Navkar Corporation (Navkar) reported a good set of numbers for 4QFY2016.
The consolidated top-line grew by 8.5% yoy. On the operating front, the company
reported a margin expansion on account of sharp decline in other operating
expenses. The net profit grew by ~107% yoy due to significantly higher other
income and a better operating performance.
Top-line grew 8.5% yoy: The consolidated top-line grew by 8.5% yoy to ~Rs91cr
led by higher volumes and improvement in realizations. For 4QFY2016, the
volumes grew by 18.5% to 81,183 TEUs (twenty-foot equivalent units) which
included 2,000 TEUs from Vapi.
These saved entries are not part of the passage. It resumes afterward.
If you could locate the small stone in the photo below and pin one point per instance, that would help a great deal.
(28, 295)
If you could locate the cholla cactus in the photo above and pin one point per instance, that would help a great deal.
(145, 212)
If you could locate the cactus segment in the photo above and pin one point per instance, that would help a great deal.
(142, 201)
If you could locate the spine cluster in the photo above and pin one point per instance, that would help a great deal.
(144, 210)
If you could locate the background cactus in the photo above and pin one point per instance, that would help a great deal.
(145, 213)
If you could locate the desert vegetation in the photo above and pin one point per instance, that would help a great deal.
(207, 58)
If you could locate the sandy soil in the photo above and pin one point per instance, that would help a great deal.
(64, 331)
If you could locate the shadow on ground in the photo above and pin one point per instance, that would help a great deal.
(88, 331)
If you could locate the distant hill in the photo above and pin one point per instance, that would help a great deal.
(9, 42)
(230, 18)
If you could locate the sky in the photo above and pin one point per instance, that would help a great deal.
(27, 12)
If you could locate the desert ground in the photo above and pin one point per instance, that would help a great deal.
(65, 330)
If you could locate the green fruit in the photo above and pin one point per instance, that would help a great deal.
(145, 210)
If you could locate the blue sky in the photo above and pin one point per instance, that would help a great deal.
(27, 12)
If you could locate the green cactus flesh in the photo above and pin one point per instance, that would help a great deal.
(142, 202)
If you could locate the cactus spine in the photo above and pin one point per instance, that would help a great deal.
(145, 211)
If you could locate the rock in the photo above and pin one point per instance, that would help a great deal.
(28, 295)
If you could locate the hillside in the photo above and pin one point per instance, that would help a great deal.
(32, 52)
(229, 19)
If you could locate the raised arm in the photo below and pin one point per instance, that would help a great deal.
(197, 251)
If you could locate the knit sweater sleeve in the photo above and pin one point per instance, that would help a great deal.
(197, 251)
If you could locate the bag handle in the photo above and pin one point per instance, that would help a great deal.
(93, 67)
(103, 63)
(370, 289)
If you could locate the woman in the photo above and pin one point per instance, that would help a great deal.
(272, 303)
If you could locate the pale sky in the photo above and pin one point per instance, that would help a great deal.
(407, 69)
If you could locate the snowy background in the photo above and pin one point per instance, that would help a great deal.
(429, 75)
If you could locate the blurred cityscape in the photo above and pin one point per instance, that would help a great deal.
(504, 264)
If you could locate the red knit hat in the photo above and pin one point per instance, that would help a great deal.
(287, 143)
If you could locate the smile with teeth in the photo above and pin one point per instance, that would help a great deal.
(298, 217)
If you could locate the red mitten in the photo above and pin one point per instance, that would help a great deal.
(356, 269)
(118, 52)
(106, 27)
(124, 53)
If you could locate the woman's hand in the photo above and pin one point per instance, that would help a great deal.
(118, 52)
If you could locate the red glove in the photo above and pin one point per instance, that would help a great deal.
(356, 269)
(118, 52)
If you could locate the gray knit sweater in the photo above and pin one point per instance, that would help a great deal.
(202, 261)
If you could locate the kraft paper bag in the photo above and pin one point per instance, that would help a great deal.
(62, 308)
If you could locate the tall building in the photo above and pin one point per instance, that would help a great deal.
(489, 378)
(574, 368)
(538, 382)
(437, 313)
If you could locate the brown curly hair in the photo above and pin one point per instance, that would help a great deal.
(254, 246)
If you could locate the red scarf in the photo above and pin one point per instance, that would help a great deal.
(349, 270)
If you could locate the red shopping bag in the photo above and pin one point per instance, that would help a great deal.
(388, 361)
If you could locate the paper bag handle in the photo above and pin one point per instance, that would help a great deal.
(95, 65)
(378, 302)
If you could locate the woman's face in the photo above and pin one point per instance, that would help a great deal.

Empty containers handled stood at 3,000 TEUs
against 5,000 TEUs handled in 3QFY2016 which improved the realizations. The
number of trains ran by the company increased by 14 over the past quarter to
220 trains. For FY2016, the volumes grew by ~15% to ~3,08,000 TEUs and the
company ran 765 trains during the year with the share of rail increasing to 22%
vs 15% in FY2015. The import-export mix remained unchanged at 55:45.
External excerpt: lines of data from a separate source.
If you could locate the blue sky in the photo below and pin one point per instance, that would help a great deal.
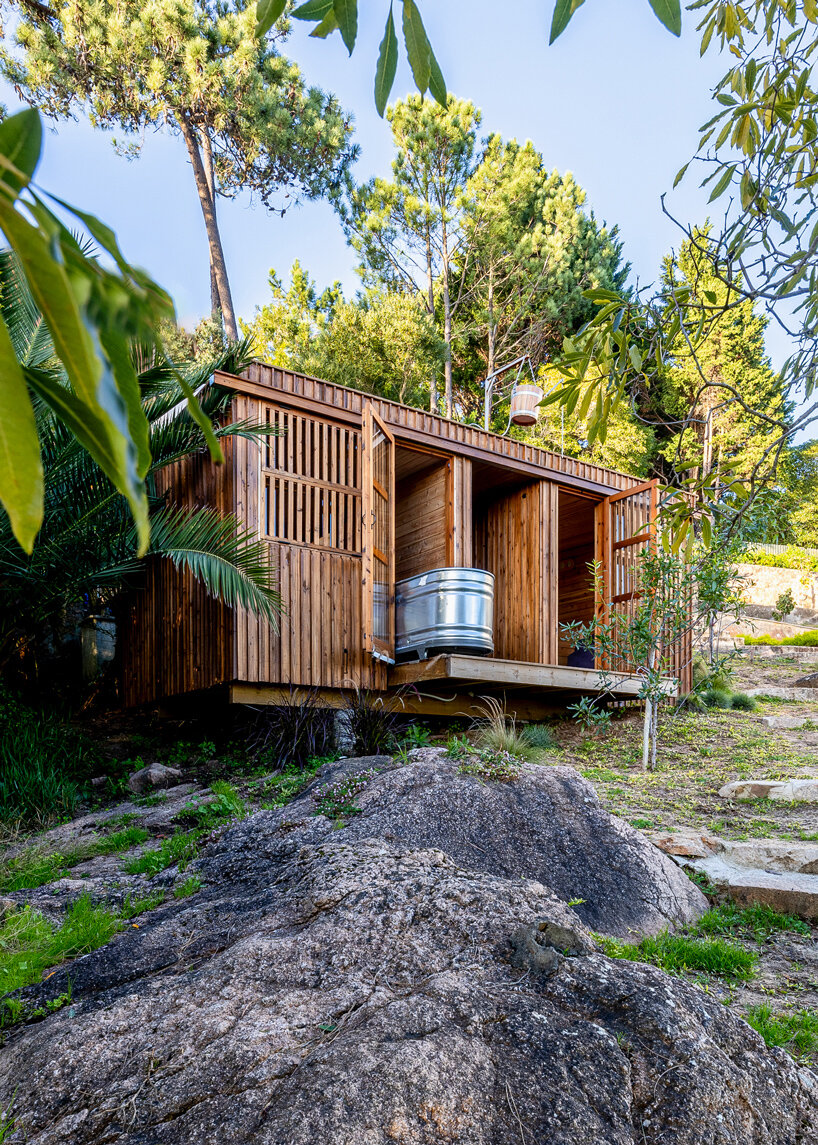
(616, 101)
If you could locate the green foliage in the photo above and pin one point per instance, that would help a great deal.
(792, 559)
(189, 886)
(415, 735)
(337, 799)
(88, 315)
(180, 849)
(226, 806)
(740, 702)
(591, 715)
(29, 944)
(39, 761)
(371, 721)
(795, 1031)
(248, 120)
(540, 736)
(498, 765)
(283, 788)
(132, 907)
(679, 954)
(785, 603)
(716, 697)
(86, 549)
(757, 921)
(800, 640)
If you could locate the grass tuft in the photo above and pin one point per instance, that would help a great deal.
(178, 850)
(679, 954)
(757, 921)
(796, 1031)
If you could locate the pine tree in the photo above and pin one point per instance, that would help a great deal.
(197, 69)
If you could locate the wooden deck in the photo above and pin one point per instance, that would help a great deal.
(513, 673)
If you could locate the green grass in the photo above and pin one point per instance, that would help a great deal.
(801, 640)
(282, 789)
(180, 849)
(796, 1031)
(41, 761)
(681, 954)
(132, 906)
(189, 886)
(758, 922)
(34, 867)
(226, 806)
(30, 944)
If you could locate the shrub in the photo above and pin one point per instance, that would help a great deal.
(758, 920)
(808, 639)
(785, 605)
(29, 944)
(741, 702)
(290, 734)
(371, 723)
(337, 799)
(494, 764)
(791, 559)
(540, 736)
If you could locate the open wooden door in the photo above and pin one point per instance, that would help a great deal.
(378, 537)
(624, 523)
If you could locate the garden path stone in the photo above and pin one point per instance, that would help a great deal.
(800, 790)
(778, 873)
(154, 776)
(785, 721)
(807, 695)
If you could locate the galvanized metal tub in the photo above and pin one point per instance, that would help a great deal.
(445, 610)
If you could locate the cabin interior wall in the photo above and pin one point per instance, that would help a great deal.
(422, 542)
(575, 551)
(509, 542)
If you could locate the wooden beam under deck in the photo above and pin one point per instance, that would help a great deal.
(482, 670)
PAT grew ~107% yoy: On the operating front, the company reported a margin
expansion of 904bp yoy to 41.9% on account of the sharp decline in other
operating expenses by 816bp yoy to 51.1% of sales. As a result, the EBITDA grew
by 38.4% yoy to Rs.38cr. Aided by a better operating performance and higher
other income, the net profit grew by ~107% yoy to ~Rs26cr.
Outlook and Valuation: We estimate Navkar to post a revenue CAGR of 32.7%
and PAT CAGR of 31.3% over FY2016-18E. We have factored in lower utilization
levels of 34.7% and 42.6% for FY2017E and FY2018E, respectively. At the current
levels, the stock is trading at 17.4x its FY2018E earnings. Historically, Navkar has
consistently grown at JNPT and increased its utilisation from 68% in FY2012 to
87% in FY2015 by leveraging on its rail advantage during periods when JNPT
posted flattish volume growth. Going forward, we expect Navkar’s utilizations to
improve; we expect the company to be able to garner a good chunk of business
over the next three to four years due to its rail advantage at both JNPT and Vapi.
We maintain our Buy recommendation on the stock with a target price of Rs265.